Dutch rabbi, Kabbalist, and poet

Moses ben Mordecai Zacuto (c. 1625 – 1 October 1697), also known by the Hebrew acronym RaMa"Z, was a rabbi, Kabbalist, and poet. Zacuto, who was born into a Portuguese Marrano family in Amsterdam, studied Jewish subjects under Saul Levi Morteira (an elegy on the latter's death by Zacuto was published by D. Kaufmann in REJ, 37 (1898), 115). He also studied secular subjects, such as the Latin language.
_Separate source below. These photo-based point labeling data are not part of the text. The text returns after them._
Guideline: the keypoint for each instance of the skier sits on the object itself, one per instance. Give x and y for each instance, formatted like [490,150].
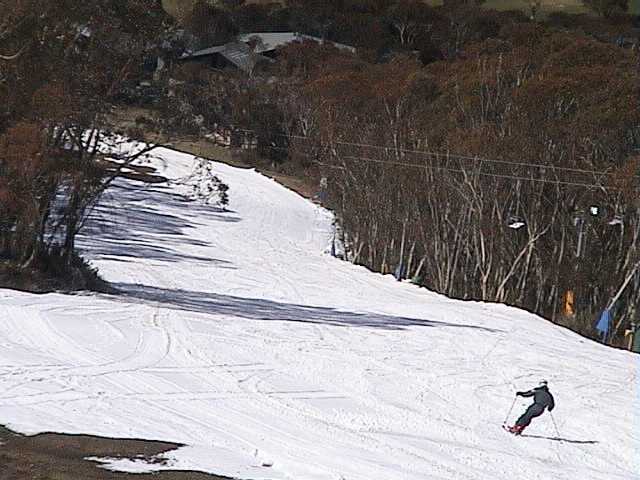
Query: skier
[542,399]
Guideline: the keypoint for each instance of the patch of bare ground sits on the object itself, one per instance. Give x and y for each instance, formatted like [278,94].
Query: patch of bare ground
[51,456]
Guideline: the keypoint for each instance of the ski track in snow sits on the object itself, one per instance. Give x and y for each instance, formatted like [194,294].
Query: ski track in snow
[239,337]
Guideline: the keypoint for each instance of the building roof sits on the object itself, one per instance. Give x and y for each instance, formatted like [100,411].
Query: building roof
[237,53]
[268,41]
[245,57]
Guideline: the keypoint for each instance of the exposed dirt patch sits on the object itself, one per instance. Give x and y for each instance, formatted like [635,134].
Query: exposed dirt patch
[62,457]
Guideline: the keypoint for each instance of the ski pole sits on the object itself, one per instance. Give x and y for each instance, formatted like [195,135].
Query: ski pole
[509,414]
[555,426]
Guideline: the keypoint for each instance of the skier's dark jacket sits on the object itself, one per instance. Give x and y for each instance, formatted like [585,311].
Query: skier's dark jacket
[541,396]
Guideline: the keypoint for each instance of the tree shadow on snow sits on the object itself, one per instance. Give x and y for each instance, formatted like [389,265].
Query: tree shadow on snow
[560,439]
[260,309]
[134,223]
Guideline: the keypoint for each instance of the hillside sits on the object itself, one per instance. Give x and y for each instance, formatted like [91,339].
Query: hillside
[237,335]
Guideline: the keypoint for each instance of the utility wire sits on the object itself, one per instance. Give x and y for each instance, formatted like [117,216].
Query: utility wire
[445,155]
[456,170]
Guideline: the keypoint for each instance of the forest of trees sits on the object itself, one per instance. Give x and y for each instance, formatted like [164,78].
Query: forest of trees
[62,63]
[481,154]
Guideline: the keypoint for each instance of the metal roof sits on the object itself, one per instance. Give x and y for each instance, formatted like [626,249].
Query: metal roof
[268,41]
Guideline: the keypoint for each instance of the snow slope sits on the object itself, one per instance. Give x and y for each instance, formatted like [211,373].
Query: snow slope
[239,337]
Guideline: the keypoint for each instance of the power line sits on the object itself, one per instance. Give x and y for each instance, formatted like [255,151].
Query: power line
[448,155]
[456,170]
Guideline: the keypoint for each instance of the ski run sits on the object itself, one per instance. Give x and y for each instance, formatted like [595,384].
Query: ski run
[237,335]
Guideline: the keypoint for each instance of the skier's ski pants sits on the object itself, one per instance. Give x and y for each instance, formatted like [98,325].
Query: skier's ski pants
[532,412]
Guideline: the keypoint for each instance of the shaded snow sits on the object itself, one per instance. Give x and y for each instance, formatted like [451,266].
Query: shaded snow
[239,337]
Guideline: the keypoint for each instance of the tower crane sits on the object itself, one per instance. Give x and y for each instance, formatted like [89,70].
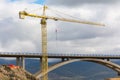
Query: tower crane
[44,17]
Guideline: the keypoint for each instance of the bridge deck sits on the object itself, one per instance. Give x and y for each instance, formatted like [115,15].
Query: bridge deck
[51,55]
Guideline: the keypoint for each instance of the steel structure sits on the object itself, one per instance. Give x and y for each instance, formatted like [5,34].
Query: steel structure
[43,17]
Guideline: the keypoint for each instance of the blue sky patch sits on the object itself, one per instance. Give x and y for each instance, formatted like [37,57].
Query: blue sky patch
[42,2]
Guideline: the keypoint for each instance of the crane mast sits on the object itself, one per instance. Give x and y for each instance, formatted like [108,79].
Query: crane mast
[44,60]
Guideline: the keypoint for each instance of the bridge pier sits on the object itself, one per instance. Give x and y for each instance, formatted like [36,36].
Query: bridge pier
[23,62]
[20,61]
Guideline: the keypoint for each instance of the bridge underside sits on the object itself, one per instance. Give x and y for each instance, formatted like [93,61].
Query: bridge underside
[108,64]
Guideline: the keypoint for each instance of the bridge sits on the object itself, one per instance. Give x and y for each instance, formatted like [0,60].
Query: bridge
[103,59]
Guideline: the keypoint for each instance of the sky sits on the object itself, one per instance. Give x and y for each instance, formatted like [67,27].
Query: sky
[18,35]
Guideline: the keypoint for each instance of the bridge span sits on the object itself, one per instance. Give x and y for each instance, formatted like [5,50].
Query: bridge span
[60,55]
[102,59]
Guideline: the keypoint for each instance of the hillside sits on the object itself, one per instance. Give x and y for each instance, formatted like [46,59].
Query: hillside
[14,73]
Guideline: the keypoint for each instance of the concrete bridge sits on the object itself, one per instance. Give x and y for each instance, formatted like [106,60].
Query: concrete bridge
[103,59]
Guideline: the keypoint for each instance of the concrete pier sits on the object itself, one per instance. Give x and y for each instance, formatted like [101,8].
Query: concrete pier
[20,61]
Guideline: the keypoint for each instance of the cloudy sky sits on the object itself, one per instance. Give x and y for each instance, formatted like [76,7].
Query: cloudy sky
[18,35]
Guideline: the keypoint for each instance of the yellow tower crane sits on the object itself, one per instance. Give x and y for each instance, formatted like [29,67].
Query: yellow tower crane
[44,63]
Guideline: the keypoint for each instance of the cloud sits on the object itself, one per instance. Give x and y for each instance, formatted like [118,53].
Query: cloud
[71,3]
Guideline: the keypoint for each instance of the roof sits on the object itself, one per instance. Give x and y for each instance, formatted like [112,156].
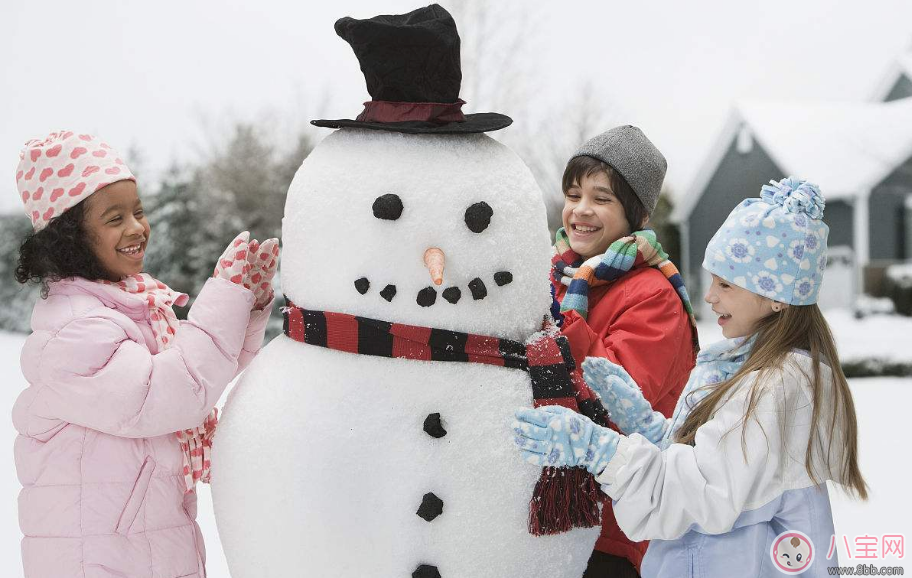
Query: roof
[846,148]
[900,67]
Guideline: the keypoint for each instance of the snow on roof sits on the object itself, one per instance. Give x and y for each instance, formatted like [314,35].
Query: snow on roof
[846,148]
[901,66]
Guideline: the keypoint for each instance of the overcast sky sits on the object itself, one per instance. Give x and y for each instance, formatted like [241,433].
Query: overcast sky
[168,76]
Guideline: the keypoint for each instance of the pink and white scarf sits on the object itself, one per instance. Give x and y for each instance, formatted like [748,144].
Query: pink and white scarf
[196,443]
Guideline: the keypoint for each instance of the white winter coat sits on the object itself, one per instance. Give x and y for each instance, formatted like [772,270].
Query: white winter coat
[710,512]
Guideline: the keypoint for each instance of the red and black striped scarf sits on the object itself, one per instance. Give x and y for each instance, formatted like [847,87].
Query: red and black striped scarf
[563,498]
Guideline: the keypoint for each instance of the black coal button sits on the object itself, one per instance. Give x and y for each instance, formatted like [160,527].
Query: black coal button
[433,427]
[426,571]
[388,292]
[387,207]
[427,297]
[478,217]
[452,294]
[431,507]
[479,291]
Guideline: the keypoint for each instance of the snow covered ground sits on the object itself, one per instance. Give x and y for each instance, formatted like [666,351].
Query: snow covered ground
[882,405]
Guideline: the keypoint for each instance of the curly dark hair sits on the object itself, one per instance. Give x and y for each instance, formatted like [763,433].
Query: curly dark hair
[62,249]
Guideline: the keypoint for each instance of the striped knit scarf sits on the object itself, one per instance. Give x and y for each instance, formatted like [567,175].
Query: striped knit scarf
[640,249]
[563,498]
[196,443]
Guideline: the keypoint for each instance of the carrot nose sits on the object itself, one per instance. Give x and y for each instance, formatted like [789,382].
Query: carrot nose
[435,260]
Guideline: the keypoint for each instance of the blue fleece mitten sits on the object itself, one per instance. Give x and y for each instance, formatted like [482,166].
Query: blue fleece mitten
[623,399]
[557,436]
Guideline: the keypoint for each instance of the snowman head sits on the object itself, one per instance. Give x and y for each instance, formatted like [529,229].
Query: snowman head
[366,207]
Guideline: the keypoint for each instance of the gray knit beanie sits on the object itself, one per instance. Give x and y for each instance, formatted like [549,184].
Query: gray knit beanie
[627,150]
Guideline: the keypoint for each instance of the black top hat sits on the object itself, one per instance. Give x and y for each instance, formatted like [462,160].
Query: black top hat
[411,65]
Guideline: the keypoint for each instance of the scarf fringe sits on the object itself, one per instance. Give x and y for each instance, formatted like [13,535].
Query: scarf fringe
[564,498]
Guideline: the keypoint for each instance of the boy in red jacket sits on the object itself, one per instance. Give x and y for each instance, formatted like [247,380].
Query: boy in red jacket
[619,295]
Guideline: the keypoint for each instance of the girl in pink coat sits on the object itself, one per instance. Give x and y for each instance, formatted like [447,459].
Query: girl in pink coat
[116,424]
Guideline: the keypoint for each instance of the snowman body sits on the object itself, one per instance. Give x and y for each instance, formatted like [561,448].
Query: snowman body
[330,463]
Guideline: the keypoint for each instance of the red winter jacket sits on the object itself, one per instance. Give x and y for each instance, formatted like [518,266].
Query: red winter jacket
[640,323]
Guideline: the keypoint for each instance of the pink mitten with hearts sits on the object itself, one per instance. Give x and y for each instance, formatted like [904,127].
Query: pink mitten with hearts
[263,261]
[233,265]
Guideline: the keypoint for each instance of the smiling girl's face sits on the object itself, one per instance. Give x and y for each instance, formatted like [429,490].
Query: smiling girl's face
[738,309]
[117,229]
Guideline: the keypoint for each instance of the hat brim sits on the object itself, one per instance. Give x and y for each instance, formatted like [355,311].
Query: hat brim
[474,123]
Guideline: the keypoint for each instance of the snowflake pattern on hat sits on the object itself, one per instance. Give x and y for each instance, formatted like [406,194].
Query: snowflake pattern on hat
[61,170]
[775,245]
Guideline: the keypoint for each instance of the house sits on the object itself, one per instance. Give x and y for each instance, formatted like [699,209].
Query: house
[859,153]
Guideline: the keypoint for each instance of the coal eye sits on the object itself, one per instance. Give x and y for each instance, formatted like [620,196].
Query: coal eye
[387,207]
[478,217]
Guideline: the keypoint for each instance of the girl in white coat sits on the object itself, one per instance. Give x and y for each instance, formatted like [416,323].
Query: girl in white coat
[734,483]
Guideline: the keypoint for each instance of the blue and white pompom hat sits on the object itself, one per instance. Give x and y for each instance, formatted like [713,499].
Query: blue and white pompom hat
[774,246]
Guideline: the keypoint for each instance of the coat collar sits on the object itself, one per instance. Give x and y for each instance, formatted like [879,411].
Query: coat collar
[133,306]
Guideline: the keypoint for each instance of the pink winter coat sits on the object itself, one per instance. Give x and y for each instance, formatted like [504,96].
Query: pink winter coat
[103,489]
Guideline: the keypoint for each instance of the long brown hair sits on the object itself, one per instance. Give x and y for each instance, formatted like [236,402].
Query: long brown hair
[795,327]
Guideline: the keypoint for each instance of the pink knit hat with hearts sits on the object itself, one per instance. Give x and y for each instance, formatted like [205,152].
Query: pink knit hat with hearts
[60,171]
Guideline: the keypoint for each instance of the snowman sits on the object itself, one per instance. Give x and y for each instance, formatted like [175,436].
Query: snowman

As a pupil of Morteira, he may also have been, as a youth still in Amsterdam, a fellow student of Baruch Spinoza.

==Travels==
He was inclined to mysticism from his youth, and at one time fasted forty days that he might forget the Latin which he had learned, since, in his opinion, it could not be reconciled with kabbalistic truths. To continue his Talmudic studies he went from Amsterdam to Poland, as is clear from the letter of recommendation which he gave at Venice in 1672 to the delegates who had come to Italy to collect money for the oppressed Polish communities. It was his intention to make a pilgrimage to Palestine, but on the way he was persuaded to remain as rabbi in Venice, where he stayed, with the exception of a short residence in Padua, from 1645 until the summer of 1673. He was then called to Mantua at a fixed salary of 300 ducats, and remained there until his death, twenty-four years later. His epitaph is given by Wolf and Landshuth.

==Mystical pursuits==
Rabbi Zacuto applied himself with great diligence to the study of the Kabbalah under Ḥayyim Vital's pupil Benjamin ha-Levi, who had come to Italy from Safed; and this remained the chief occupation of his life. He established a seminary for the study of the Kabbalah, and his favorite pupils, Benjamin ha-Kohen and Abraham Rovigo, often visited him for months at a time at Venice or Mantua, to investigate kabalistic mysteries. He composed forty-seven liturgical poems, chiefly Kabbalistic, enumerated by Landshuth Some of them have been printed in the festal hymns Hen Kol Hadash, edited by Moses Ottolenghi (Amsterdam, 1712), and others have been incorporated in different prayer-books.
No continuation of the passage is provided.